Papa Leão XIV dispara: “A Santa Sé não vai ficar olhando enquanto o mundo pega fogo”
Em encontro com novos embaixadores, Pontífice reforça compromisso com direitos humanos, ecoa legado de Francisco e manda recado direto para governos que tratam vulneráveis como descartáveis.
O Vaticano resolveu levantar a voz — e quem segurou o microfone desta vez foi o Papa Leão XIV. Durante uma audiência com embaixadores recém-chegados à Santa Sé, o Pontífice deixou claro que não pretende ficar sentado, esperando milagres, enquanto o planeta se enche de injustiças, desigualdades e violações de direitos humanos.
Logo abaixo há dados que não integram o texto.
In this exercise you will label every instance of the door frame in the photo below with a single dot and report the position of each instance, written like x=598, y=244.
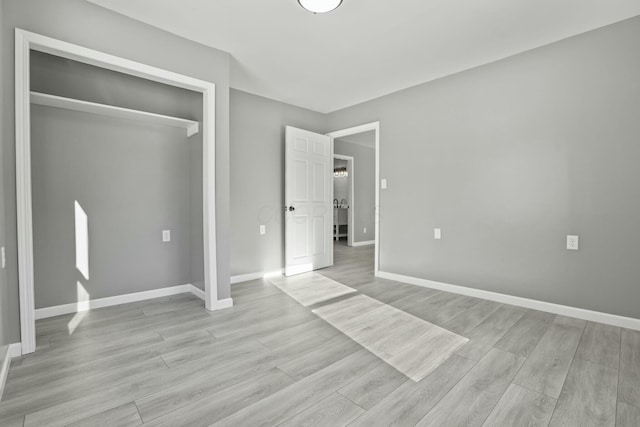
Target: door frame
x=352, y=194
x=373, y=126
x=25, y=42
Com a firmeza de quem acabou de assumir o trono de Pedro e já conhece bem os atalhos do mundo, Leão XIV declarou que o Vaticano não vai “cruzar os braços” diante das barbaridades cometidas contra pobres, migrantes e populações marginalizadas. Nada de silêncio diplomático, nada de “neutralidade prudente”: o recado foi direto.
Falando a representantes de países tão diferentes quanto Uzbequistão, Bahrein, Sri Lanka, África do Sul, Micronésia e vários outros, o Papa afirmou que a Santa Sé está vigilante — e, se depender dele, continuará apontando o dedo para quem viola dignidades em nome de poder, fronteiras ou discursos vazios.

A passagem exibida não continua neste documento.